Lurah Melayu, Aditya Rakhman, menjelaskan bahwa presentasi yang dibawakan memuat profil kelurahan secara menyeluruh, mulai dari tata kelola pemerintahan, partisipasi masyarakat, hingga inovasi program. Semua itu dirangkai dalam bingkai tema lomba tahun ini, yakni “Ketahanan Kelurahan, Tangguh Pangan, Wujudkan Ketahanan Pangan Nasional.”
“Fokus utama kami adalah kemandirian pangan berbasis pemberdayaan masyarakat, terutama di sektor pertanian dan perikanan,” ujarnya usai sesi presentasi, Selasa (3/6).
Salah satu program unggulan yang disorot adalah pengembangan jamur tiram. Di kawasan Gunung Sentul, warga telah lama menggeluti budidaya jamur yang kemudian diolah menjadi produk turunan, salah satunya keripik jamur dengan beragam varian rasa. Meski data volume produksi masih terbatas, Aditya memastikan distribusi produk berjalan lancar, baik dalam bentuk segar maupun olahan, sekaligus mengangkat identitas lokal Kelurahan Melayu.
Tak hanya pertanian, sektor perikanan air tawar juga menjadi daya tarik. Warga di kawasan Perumahan Korpri Gunung Sentul rutin mengelola kolam ikan dengan sistem panen setiap enam bulan sekali. Aktivitas ini bukan hanya menambah penghasilan masyarakat, tetapi juga memperkuat ketahanan pangan berbasis protein hewani.
Selain sektor pangan, Kelurahan Melayu turut mengedepankan program lingkungan melalui bank sampah. Tahun ini, fasilitas bank sampah telah memiliki gedung permanen yang segera diresmikan Dinas Lingkungan Hidup dan Kehutanan (DLHK) Kukar. Program ini tidak hanya mendorong kesadaran masyarakat terhadap pentingnya pengelolaan sampah, tetapi juga membuka peluang ekonomi sirkular di tingkat lokal.
“Kami berharap melalui bank sampah, kesadaran lingkungan warga semakin meningkat sekaligus memberikan tambahan manfaat ekonomi,” jelas Aditya.

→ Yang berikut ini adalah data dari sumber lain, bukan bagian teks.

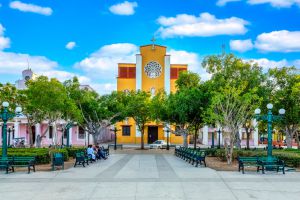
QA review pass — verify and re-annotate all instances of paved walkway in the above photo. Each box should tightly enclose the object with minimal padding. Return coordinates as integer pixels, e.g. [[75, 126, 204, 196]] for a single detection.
[[0, 154, 300, 200]]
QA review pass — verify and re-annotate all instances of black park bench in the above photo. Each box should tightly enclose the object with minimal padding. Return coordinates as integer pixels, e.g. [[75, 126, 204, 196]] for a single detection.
[[257, 157, 285, 174], [237, 156, 259, 174], [74, 152, 89, 167], [0, 157, 13, 174], [51, 153, 65, 171], [0, 156, 36, 174]]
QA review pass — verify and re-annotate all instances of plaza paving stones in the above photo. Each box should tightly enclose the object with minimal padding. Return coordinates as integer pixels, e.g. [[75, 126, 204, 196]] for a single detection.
[[0, 153, 300, 200]]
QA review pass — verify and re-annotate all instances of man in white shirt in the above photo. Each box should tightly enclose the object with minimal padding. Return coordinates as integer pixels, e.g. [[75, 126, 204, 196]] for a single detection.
[[87, 145, 96, 160]]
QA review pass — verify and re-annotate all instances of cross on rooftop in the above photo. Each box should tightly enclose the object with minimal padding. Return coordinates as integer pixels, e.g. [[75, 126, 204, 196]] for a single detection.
[[151, 36, 156, 50]]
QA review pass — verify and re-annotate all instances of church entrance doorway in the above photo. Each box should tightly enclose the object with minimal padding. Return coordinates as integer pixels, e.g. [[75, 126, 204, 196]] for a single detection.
[[148, 126, 158, 144]]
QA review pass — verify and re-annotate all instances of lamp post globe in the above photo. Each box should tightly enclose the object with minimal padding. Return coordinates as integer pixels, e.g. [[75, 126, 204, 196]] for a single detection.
[[267, 103, 273, 110], [15, 106, 22, 113], [2, 101, 9, 108], [279, 108, 285, 115], [254, 108, 261, 115]]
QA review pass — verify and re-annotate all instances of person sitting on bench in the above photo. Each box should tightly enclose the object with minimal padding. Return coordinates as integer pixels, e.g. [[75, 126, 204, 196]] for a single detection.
[[96, 146, 107, 160], [87, 145, 96, 161]]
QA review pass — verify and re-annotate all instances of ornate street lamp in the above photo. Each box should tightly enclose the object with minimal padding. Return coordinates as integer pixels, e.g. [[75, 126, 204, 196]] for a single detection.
[[217, 128, 221, 149], [164, 127, 171, 150], [66, 121, 77, 147], [211, 131, 215, 148], [110, 126, 119, 150], [254, 103, 285, 160], [0, 101, 22, 159]]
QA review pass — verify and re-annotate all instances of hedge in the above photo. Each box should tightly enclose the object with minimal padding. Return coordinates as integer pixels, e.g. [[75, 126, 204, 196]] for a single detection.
[[207, 149, 300, 167], [66, 147, 85, 158], [0, 147, 85, 164]]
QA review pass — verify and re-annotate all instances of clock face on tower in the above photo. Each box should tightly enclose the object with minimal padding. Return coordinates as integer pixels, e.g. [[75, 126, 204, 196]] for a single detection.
[[25, 76, 30, 81], [145, 61, 162, 78]]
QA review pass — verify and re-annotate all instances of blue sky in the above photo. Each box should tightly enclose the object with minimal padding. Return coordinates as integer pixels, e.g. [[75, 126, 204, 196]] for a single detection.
[[0, 0, 300, 93]]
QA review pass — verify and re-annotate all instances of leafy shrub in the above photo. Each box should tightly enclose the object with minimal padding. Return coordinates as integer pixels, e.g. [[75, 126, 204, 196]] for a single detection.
[[49, 149, 69, 161], [215, 149, 300, 167], [66, 147, 85, 158], [205, 148, 217, 157], [0, 148, 69, 164]]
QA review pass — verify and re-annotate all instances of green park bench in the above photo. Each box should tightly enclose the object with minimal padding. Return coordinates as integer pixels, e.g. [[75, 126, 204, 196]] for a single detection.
[[237, 156, 259, 174], [51, 153, 65, 171], [175, 147, 206, 167], [192, 150, 206, 167], [74, 152, 89, 167], [11, 156, 36, 174], [0, 156, 36, 174], [257, 157, 285, 174], [0, 157, 13, 174], [108, 144, 123, 150]]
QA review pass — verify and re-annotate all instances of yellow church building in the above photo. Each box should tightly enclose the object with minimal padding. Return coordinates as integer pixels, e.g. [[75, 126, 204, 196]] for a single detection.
[[117, 44, 188, 144]]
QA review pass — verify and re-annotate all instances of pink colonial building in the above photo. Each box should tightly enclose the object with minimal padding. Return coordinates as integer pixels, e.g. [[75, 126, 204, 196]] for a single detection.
[[0, 69, 113, 147]]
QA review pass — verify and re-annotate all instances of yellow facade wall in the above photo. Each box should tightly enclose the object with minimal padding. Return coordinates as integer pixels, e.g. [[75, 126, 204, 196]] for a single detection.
[[116, 45, 187, 144], [140, 45, 166, 92]]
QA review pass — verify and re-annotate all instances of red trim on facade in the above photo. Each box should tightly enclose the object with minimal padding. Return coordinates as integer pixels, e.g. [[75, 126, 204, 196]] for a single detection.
[[170, 68, 187, 79], [118, 67, 136, 79]]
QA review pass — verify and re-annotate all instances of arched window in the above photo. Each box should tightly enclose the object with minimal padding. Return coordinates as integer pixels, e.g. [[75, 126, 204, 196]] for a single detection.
[[150, 87, 155, 97]]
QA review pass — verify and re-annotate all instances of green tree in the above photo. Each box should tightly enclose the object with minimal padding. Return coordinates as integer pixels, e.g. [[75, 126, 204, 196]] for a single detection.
[[23, 76, 77, 147], [176, 71, 209, 148], [0, 83, 18, 111], [64, 77, 125, 144], [125, 91, 153, 149], [269, 67, 300, 148], [202, 54, 265, 163]]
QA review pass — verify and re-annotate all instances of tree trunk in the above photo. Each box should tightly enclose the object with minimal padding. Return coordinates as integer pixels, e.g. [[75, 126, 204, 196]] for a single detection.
[[141, 126, 145, 149], [295, 131, 300, 149], [182, 131, 189, 147], [246, 127, 251, 149], [36, 135, 42, 148], [232, 131, 242, 149], [194, 129, 198, 149], [27, 126, 33, 147], [286, 127, 293, 148]]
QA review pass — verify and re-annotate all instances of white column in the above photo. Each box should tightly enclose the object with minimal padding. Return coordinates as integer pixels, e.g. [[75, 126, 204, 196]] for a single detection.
[[216, 126, 223, 145], [165, 55, 171, 94], [35, 124, 41, 145], [202, 126, 208, 145], [35, 124, 41, 136], [239, 128, 243, 141], [69, 127, 73, 145], [252, 119, 258, 147], [163, 124, 171, 138], [135, 54, 142, 90], [135, 125, 141, 137], [14, 122, 19, 138]]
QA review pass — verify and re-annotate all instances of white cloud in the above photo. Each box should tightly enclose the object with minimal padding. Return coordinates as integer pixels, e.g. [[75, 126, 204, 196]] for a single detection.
[[255, 30, 300, 52], [217, 0, 300, 8], [0, 51, 58, 74], [66, 42, 76, 50], [75, 43, 138, 81], [157, 13, 249, 38], [0, 24, 10, 51], [0, 51, 90, 84], [109, 1, 138, 15], [229, 39, 253, 53], [39, 70, 91, 84], [292, 59, 300, 69], [245, 58, 291, 71], [90, 83, 117, 95], [248, 0, 300, 8], [167, 49, 211, 81], [217, 0, 240, 6], [9, 1, 53, 16]]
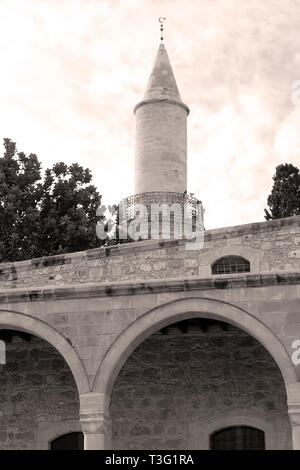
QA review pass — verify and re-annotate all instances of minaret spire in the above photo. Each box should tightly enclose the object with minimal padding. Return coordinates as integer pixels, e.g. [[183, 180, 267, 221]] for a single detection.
[[158, 16, 167, 42], [134, 29, 189, 194]]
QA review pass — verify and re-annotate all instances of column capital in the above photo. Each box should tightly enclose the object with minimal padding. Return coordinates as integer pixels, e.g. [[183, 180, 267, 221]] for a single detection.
[[286, 382, 300, 427], [80, 411, 111, 435]]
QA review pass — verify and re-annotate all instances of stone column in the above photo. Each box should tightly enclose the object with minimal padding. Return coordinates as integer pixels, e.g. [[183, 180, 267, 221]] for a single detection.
[[287, 382, 300, 450], [80, 392, 111, 450]]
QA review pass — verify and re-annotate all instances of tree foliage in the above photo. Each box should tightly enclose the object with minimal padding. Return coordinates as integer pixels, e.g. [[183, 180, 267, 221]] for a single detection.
[[0, 139, 101, 262], [265, 163, 300, 220]]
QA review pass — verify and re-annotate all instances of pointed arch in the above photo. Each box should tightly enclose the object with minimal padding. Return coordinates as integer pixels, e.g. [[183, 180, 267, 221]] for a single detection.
[[0, 310, 89, 394], [93, 297, 297, 410]]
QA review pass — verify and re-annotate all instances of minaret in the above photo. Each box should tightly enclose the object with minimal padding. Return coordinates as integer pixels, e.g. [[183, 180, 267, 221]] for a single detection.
[[119, 22, 202, 240], [134, 43, 189, 194]]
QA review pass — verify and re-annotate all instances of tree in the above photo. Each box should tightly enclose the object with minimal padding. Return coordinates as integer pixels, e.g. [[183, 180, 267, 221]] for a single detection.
[[0, 139, 103, 262], [40, 162, 101, 255], [0, 139, 42, 262], [265, 163, 300, 220]]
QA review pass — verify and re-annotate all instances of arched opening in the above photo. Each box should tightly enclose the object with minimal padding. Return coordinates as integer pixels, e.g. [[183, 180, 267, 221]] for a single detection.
[[210, 426, 265, 450], [0, 312, 87, 450], [50, 432, 83, 450], [103, 299, 295, 449]]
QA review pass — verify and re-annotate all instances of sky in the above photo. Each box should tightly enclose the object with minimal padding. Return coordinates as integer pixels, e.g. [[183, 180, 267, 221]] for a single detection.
[[0, 0, 300, 229]]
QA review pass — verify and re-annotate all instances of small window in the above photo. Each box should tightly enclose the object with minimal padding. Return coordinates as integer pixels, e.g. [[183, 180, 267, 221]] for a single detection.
[[211, 256, 250, 274], [210, 426, 265, 450], [50, 432, 83, 450]]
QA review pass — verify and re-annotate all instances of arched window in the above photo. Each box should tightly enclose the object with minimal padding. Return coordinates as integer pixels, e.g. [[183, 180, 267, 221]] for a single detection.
[[211, 256, 250, 274], [210, 426, 265, 450], [50, 432, 83, 450]]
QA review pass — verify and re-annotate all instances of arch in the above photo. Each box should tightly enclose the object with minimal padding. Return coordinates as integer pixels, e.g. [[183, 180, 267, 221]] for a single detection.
[[37, 419, 83, 450], [190, 409, 278, 450], [93, 297, 297, 411], [0, 310, 89, 394]]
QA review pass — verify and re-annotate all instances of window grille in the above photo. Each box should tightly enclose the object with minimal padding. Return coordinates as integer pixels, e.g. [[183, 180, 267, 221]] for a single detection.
[[211, 256, 250, 274], [210, 426, 265, 450]]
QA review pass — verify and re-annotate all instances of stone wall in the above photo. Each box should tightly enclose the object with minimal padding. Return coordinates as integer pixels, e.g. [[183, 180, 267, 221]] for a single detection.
[[0, 336, 79, 450], [0, 216, 300, 289], [111, 326, 291, 449]]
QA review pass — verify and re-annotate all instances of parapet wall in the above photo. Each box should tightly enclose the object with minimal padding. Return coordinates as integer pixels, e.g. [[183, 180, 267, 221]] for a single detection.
[[0, 216, 300, 289]]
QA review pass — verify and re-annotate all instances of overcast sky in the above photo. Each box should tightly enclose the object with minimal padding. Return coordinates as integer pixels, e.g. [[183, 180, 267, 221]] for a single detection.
[[0, 0, 300, 228]]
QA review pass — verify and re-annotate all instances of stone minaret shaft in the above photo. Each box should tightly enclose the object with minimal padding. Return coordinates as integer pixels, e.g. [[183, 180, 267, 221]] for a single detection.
[[134, 44, 189, 194]]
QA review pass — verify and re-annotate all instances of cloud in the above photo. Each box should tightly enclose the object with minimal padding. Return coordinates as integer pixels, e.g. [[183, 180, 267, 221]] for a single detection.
[[0, 0, 300, 228]]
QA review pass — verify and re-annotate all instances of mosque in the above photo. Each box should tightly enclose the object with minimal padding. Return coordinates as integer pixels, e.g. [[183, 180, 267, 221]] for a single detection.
[[0, 31, 300, 450]]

Ia menambahkan, seluruh program tersebut diharapkan mampu membawa Kelurahan Melayu melangkah ke tahap selanjutnya. “Kami siap dengan segala hasil, namun tentu saja berharap bisa mewakili Kukar di tingkat provinsi,” katanya penuh optimisme.
Sementara itu, Kepala Dinas Pemberdayaan Masyarakat dan Desa (DPMD) Kukar, Arianto, menegaskan bahwa proses penilaian lomba dilakukan dengan standar Kementerian Dalam Negeri. Aspek yang dinilai mencakup tata kelola pemerintahan, kelembagaan lokal, inovasi, partisipasi masyarakat, potensi Pendapatan Asli Desa (PAD), hingga kontribusi program CSR.
“Tema tahun ini menekankan ketahanan pangan, sehingga itu menjadi indikator utama. Namun, aspek lain tetap kami perhatikan secara menyeluruh,” pungkasnya.
Dengan potensi jamur tiram, budidaya ikan, serta inovasi lingkungan yang diusung, Kelurahan Melayu menunjukkan tekad kuat menjadi contoh kelurahan tangguh dan berdaya di Kukar.